For a 2-bridge torus knot of the form $T(2,r^2)$, where $r^2$ is an odd number, we have that its determinant is $r^2$, that is a condition that we need for a knot to be slice. Also its Alexander polynomial is $ \ \Delta_{T(2,r^2)}(t)\doteq \frac{t^{r^2}+1}{t+1}=t^{r^2-1}-t^{r^2-2} \ \pm \ ...-t+1$, where $\doteq$ means "up to an integer power of $t$". I would like to know if such a polynomial could factorize into $f(t)f(t^{-1})$, where $f$ is a polynomial with integer coefficients, this is also a condition for the knot to be slice.
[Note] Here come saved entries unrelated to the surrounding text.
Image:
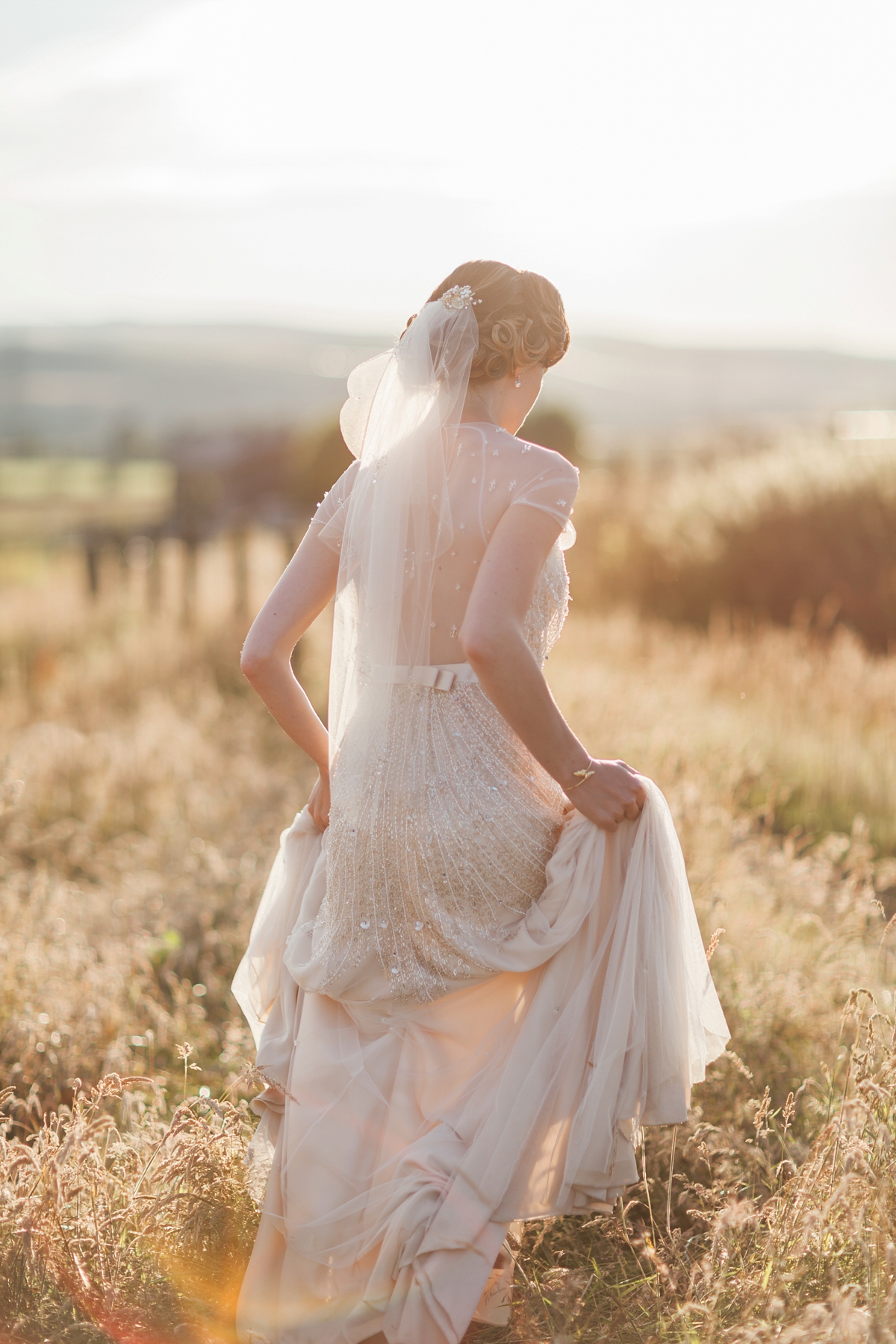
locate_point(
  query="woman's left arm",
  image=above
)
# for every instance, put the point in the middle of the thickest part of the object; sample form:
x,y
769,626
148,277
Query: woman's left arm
x,y
302,591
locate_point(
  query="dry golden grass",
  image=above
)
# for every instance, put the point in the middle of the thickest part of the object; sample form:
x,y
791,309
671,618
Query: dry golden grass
x,y
143,792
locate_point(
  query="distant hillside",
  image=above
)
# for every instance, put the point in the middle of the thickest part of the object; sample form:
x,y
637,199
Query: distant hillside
x,y
87,389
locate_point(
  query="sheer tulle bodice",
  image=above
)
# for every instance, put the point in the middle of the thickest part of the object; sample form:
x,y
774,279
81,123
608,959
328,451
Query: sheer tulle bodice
x,y
448,841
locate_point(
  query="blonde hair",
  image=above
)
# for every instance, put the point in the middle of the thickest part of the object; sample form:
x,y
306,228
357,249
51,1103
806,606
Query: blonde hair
x,y
519,314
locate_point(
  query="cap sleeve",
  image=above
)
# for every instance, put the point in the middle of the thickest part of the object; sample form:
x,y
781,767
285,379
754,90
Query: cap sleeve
x,y
553,490
329,519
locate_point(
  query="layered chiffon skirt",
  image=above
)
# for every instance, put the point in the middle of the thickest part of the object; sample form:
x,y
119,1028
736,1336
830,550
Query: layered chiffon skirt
x,y
399,1140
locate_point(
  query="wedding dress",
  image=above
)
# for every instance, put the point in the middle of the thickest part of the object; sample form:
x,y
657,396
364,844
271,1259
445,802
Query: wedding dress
x,y
465,999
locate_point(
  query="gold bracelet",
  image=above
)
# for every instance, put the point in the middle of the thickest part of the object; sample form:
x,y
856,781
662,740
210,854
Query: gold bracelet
x,y
579,776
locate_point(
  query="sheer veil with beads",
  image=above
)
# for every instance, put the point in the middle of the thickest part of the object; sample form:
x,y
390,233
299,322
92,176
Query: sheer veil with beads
x,y
401,423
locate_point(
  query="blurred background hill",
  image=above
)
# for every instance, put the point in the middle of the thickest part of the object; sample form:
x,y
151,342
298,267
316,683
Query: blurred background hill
x,y
125,389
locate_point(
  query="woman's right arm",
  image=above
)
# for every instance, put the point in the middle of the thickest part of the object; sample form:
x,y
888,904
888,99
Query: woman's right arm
x,y
302,591
492,638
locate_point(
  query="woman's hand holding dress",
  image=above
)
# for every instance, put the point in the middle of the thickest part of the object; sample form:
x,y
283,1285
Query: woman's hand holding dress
x,y
319,801
612,794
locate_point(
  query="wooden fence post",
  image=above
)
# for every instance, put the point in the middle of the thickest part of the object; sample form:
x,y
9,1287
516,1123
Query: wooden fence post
x,y
190,549
240,542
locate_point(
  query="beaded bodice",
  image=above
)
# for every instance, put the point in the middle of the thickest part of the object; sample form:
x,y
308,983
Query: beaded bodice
x,y
445,840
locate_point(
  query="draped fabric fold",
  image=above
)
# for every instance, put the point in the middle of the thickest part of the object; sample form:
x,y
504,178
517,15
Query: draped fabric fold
x,y
405,1137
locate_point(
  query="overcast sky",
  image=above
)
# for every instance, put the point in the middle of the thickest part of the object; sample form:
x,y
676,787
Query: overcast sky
x,y
688,169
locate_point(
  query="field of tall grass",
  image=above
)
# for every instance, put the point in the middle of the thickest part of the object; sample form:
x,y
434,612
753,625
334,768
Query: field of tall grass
x,y
141,794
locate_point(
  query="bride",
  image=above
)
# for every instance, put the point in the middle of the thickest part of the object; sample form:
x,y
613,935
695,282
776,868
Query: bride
x,y
476,969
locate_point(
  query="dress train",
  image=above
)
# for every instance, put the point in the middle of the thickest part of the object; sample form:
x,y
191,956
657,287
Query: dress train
x,y
402,1139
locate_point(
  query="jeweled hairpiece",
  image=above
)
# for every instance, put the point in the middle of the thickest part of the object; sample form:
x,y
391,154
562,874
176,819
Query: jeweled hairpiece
x,y
460,296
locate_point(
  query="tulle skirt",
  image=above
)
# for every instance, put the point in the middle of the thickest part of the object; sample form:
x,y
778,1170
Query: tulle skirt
x,y
399,1140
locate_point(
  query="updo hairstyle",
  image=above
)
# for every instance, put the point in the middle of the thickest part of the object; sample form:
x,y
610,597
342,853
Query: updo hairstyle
x,y
519,314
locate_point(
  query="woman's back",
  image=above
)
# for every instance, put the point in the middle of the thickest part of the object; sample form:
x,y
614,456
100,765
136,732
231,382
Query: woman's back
x,y
447,840
489,472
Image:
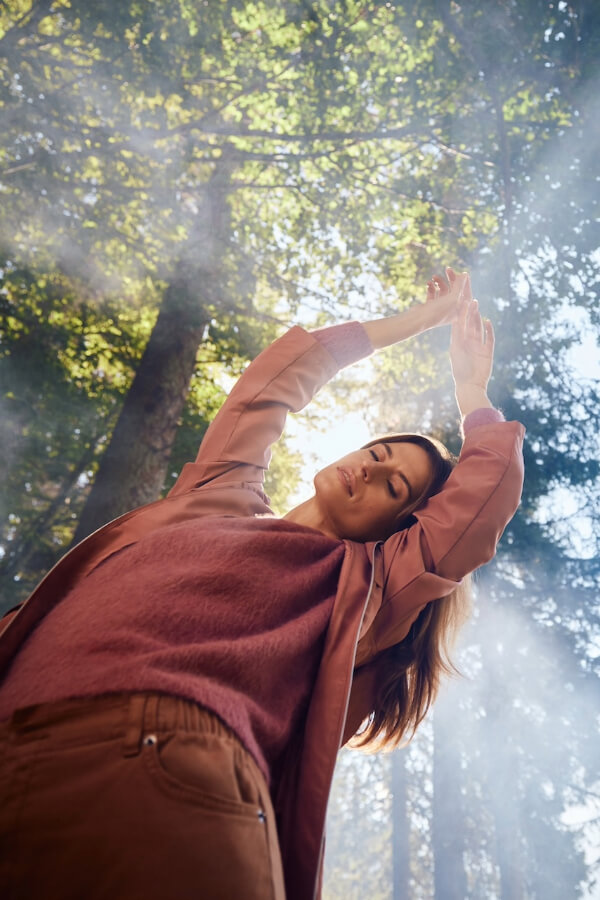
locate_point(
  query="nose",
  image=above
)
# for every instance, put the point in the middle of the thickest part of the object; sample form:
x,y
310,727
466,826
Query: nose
x,y
370,468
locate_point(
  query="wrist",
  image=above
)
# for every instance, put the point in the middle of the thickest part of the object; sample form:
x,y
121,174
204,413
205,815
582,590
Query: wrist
x,y
470,397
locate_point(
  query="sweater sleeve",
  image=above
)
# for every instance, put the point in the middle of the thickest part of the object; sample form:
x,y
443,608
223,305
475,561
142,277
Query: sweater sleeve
x,y
282,379
455,532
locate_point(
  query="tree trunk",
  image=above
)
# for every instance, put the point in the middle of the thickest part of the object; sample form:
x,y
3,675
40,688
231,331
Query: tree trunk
x,y
133,467
400,828
448,829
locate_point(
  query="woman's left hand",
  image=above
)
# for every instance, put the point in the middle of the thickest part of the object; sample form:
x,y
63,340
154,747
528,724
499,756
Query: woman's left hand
x,y
445,296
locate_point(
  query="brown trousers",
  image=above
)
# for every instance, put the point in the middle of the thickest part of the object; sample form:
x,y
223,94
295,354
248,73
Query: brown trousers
x,y
132,796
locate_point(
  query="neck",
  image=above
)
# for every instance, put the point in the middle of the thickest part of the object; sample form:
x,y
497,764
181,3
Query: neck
x,y
309,514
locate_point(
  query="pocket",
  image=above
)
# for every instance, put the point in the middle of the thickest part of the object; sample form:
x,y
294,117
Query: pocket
x,y
206,769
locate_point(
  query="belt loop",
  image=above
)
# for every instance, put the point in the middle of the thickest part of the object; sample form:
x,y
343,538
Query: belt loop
x,y
135,725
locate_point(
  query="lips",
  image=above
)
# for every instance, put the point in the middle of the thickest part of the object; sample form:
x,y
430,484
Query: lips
x,y
347,479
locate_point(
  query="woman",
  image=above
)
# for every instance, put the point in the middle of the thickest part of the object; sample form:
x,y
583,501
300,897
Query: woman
x,y
178,686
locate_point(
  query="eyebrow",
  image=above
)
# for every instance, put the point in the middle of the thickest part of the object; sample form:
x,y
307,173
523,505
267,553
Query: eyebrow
x,y
401,475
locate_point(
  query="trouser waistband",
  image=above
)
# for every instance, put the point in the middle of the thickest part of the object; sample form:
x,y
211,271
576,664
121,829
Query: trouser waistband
x,y
134,717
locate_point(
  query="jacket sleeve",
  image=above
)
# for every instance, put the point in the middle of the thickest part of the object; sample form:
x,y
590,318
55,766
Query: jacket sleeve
x,y
282,379
456,532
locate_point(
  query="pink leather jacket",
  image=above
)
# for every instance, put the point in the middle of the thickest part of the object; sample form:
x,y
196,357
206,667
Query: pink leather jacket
x,y
382,588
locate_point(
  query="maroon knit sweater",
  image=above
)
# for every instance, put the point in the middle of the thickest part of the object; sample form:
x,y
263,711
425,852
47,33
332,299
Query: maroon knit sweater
x,y
229,612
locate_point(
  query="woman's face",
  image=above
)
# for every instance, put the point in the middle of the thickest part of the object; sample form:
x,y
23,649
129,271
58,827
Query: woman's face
x,y
362,495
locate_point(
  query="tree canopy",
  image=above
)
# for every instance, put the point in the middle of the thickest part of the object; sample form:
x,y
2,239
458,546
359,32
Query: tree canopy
x,y
183,180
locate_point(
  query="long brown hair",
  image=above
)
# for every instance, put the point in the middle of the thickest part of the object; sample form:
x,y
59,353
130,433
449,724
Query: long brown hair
x,y
409,673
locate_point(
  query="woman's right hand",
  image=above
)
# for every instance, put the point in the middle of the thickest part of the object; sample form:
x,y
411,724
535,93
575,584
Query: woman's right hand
x,y
471,357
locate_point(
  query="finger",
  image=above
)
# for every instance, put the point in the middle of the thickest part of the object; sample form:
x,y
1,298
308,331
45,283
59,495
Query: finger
x,y
441,283
490,338
474,322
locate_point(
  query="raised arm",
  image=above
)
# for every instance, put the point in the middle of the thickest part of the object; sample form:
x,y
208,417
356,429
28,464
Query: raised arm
x,y
443,302
287,375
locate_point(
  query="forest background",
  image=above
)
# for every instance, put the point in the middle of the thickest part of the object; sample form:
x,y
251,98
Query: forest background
x,y
183,180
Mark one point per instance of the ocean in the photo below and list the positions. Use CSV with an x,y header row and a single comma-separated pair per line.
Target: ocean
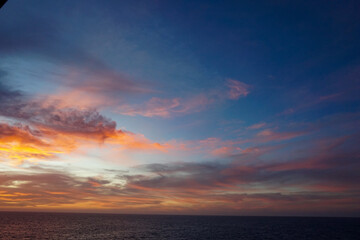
x,y
14,225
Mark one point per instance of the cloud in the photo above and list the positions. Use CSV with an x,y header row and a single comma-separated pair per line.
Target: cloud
x,y
257,126
163,107
231,185
237,89
44,128
158,107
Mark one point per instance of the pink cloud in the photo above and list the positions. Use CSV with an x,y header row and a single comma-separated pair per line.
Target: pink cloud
x,y
161,107
256,126
237,89
270,135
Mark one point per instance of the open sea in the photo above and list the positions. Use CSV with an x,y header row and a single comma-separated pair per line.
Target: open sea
x,y
110,226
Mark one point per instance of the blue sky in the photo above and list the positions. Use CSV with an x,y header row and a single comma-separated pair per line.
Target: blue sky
x,y
182,98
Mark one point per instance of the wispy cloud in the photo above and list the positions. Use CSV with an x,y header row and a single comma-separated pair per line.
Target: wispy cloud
x,y
237,89
162,107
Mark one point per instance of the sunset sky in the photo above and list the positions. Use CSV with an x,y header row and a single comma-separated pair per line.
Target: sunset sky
x,y
180,107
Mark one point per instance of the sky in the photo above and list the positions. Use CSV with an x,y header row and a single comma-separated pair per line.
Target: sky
x,y
180,107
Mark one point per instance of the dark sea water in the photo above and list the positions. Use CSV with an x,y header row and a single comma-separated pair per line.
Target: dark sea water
x,y
108,226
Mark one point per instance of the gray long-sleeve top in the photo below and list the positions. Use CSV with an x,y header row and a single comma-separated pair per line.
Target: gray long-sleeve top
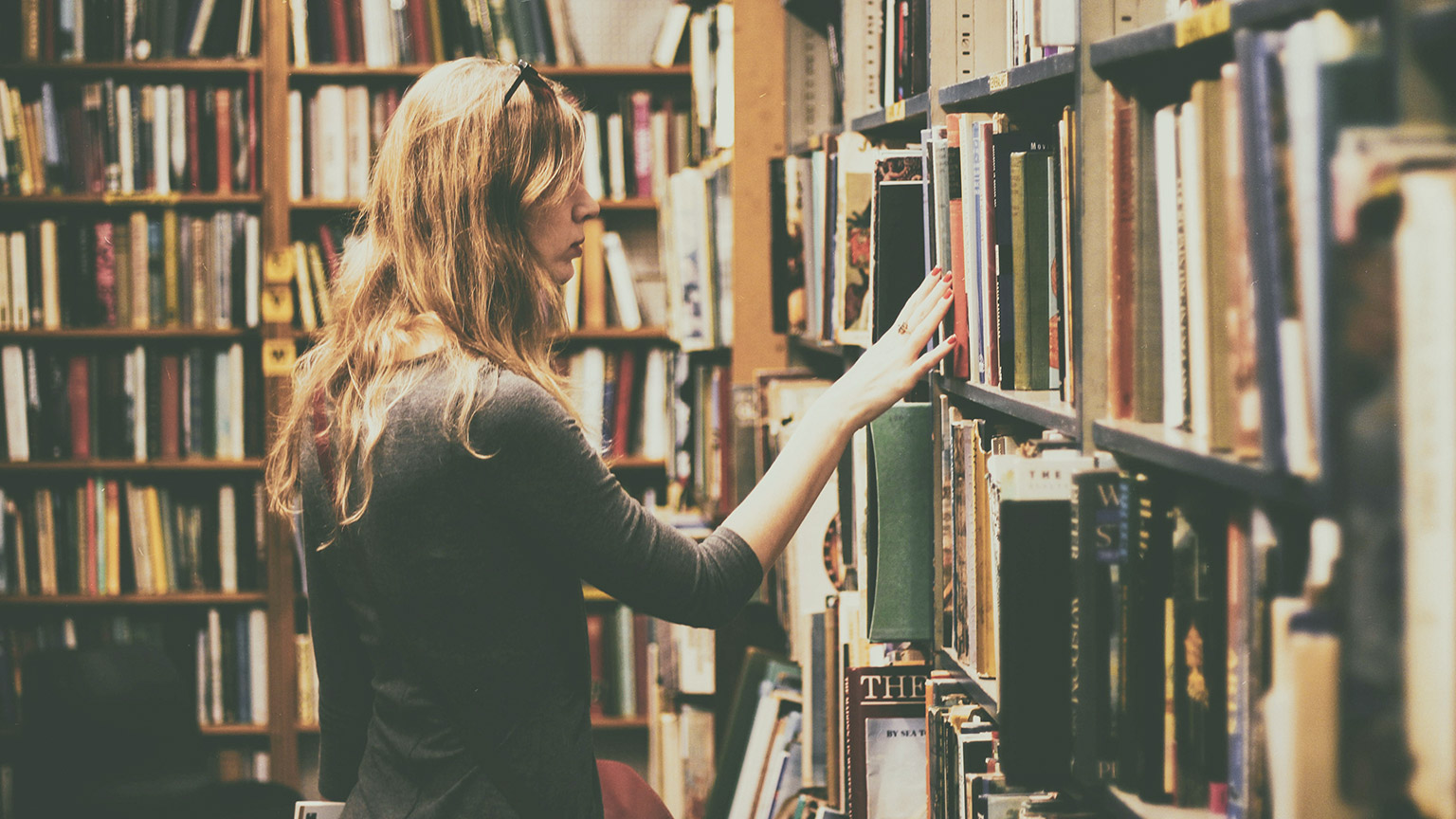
x,y
448,624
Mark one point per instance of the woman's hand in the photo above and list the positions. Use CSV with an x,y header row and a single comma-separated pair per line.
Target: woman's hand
x,y
897,362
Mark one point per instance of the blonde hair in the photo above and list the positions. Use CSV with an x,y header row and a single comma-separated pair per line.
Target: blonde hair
x,y
443,232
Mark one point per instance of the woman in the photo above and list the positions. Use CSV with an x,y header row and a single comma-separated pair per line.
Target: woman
x,y
451,504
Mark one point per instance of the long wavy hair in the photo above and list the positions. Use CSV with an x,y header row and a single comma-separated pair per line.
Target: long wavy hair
x,y
442,235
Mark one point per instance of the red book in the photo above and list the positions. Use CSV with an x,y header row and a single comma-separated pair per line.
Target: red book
x,y
595,639
959,319
339,32
87,538
641,627
106,273
627,385
78,393
194,141
171,414
643,141
420,32
223,100
252,132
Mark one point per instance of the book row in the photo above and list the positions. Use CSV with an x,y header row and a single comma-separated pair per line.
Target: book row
x,y
114,137
143,404
858,228
105,31
632,149
220,655
431,31
618,282
150,270
103,538
624,398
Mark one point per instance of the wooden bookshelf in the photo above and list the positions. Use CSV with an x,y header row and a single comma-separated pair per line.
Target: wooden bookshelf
x,y
121,601
326,72
173,466
121,334
82,69
130,200
1038,407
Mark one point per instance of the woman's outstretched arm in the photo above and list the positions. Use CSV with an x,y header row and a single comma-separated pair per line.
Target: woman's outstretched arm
x,y
774,510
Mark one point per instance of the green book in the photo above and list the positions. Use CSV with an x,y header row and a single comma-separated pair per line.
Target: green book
x,y
901,522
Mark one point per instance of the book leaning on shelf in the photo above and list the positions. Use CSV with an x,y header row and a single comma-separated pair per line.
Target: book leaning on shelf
x,y
103,538
116,137
149,270
144,404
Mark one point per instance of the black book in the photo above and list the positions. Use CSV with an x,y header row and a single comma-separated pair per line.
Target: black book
x,y
1097,561
897,249
1002,146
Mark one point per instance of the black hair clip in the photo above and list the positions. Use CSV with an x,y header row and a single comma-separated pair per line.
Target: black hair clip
x,y
526,73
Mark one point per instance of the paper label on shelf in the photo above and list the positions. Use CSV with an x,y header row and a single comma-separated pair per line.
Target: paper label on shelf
x,y
277,303
279,267
279,355
1206,22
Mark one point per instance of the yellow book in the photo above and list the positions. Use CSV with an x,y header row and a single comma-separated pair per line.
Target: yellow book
x,y
173,309
113,529
160,560
140,286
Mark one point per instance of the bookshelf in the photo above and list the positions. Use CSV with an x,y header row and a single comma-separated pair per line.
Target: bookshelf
x,y
1133,63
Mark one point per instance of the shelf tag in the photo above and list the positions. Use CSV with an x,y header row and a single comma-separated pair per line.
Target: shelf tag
x,y
279,267
1206,22
277,305
279,355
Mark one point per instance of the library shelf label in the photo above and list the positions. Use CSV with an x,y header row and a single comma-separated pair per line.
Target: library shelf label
x,y
279,355
1206,22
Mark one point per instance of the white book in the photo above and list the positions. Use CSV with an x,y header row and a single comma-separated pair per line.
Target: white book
x,y
307,317
357,127
674,22
722,79
49,277
16,426
970,249
204,689
258,664
252,268
214,666
198,34
296,144
228,537
1195,268
299,18
379,34
624,287
1426,293
124,144
137,392
176,129
616,159
655,428
1171,279
332,141
245,29
6,317
592,155
627,664
592,377
160,140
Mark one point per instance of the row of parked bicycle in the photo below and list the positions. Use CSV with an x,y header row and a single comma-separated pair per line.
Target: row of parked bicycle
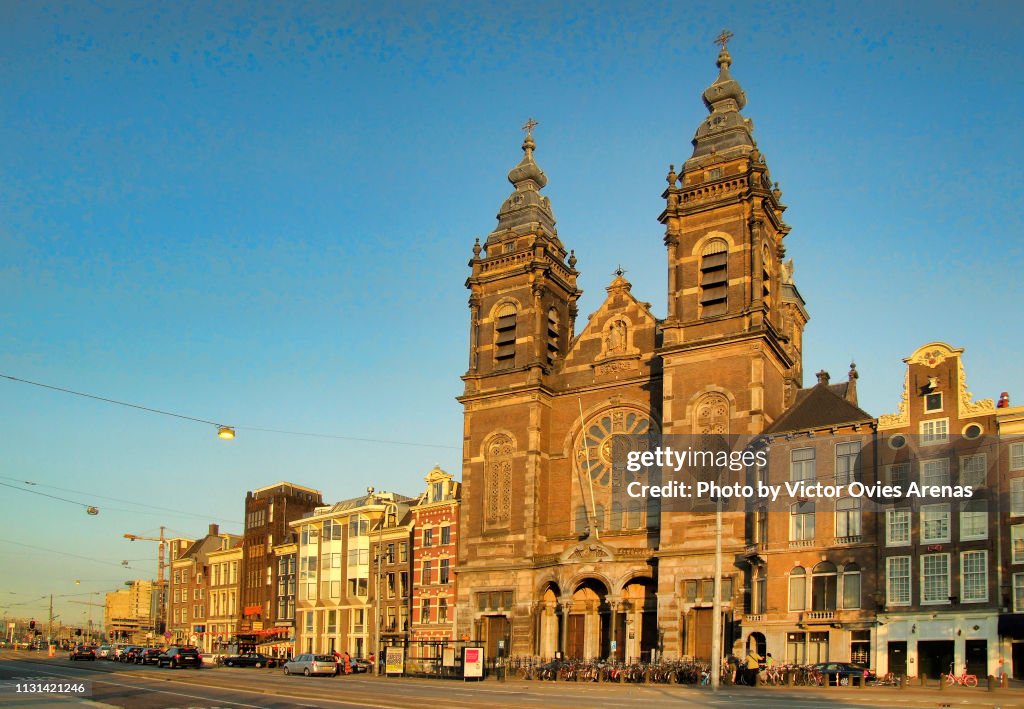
x,y
687,672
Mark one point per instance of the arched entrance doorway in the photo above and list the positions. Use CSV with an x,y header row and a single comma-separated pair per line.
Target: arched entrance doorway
x,y
635,625
588,623
548,622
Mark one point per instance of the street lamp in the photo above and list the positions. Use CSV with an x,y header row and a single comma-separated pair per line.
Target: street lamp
x,y
388,504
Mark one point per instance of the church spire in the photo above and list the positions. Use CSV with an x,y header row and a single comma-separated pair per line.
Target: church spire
x,y
726,130
526,205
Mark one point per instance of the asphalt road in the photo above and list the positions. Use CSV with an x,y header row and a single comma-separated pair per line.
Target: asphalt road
x,y
114,684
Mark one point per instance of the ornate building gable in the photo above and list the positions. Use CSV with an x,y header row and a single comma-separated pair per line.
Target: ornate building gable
x,y
619,339
925,370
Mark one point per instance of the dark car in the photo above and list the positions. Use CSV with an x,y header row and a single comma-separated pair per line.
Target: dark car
x,y
147,656
250,660
82,653
841,672
179,656
129,654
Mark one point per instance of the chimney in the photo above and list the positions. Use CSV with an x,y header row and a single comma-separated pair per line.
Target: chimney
x,y
851,388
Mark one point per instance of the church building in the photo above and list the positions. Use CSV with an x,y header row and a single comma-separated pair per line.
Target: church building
x,y
550,560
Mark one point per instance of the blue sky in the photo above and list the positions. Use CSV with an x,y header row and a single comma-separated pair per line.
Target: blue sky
x,y
261,215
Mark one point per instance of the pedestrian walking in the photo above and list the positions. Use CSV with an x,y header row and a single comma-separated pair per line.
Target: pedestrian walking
x,y
753,666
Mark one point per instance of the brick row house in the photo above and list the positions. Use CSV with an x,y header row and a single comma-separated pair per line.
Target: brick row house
x,y
434,542
335,607
189,588
268,513
224,586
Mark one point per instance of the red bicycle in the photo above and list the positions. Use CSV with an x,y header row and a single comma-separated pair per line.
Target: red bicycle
x,y
962,679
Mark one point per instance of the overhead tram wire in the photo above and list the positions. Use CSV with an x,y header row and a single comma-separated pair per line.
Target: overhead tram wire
x,y
220,426
127,502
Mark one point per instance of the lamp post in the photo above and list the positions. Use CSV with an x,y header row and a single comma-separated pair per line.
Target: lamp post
x,y
388,504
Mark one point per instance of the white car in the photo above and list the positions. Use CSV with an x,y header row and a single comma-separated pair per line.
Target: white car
x,y
311,664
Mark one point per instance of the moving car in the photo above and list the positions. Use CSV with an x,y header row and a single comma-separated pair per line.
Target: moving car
x,y
82,653
250,660
147,656
311,664
179,656
129,653
845,670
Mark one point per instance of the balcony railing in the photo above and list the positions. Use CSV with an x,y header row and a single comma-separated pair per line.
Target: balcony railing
x,y
852,539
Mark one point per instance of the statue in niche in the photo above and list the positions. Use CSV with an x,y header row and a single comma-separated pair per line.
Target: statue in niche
x,y
614,341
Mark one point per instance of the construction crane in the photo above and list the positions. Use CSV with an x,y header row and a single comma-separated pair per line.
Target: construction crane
x,y
90,605
158,621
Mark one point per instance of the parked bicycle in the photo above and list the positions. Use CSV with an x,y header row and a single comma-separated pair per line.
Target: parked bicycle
x,y
962,679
Has anyone a tip? Is it possible to see it?
Thanks!
Quickly looking at wikipedia's list of slice knots, which I do not trust blindly, and neither should you (so check on this!), the knot $9_1 = T(2,9)$ is not slice. Thus, assuming they are right, your conjecture in general is not true. Now, maybe with some more conditions, but the next knot where $r^2$ is odd would be $T(2,25)$, which I doubt anyone has really spent time thinking about. But I thought this quick check might help.
Factoring polynomials in my opinion is hard, but good luck! It would be cool if you could show that they were not slice, i.e., there is no $f$ such that $f(t)f(t^{-1})$ is the Alexander polynomial of a $T(2,r^2)$. That would be my guess anyway.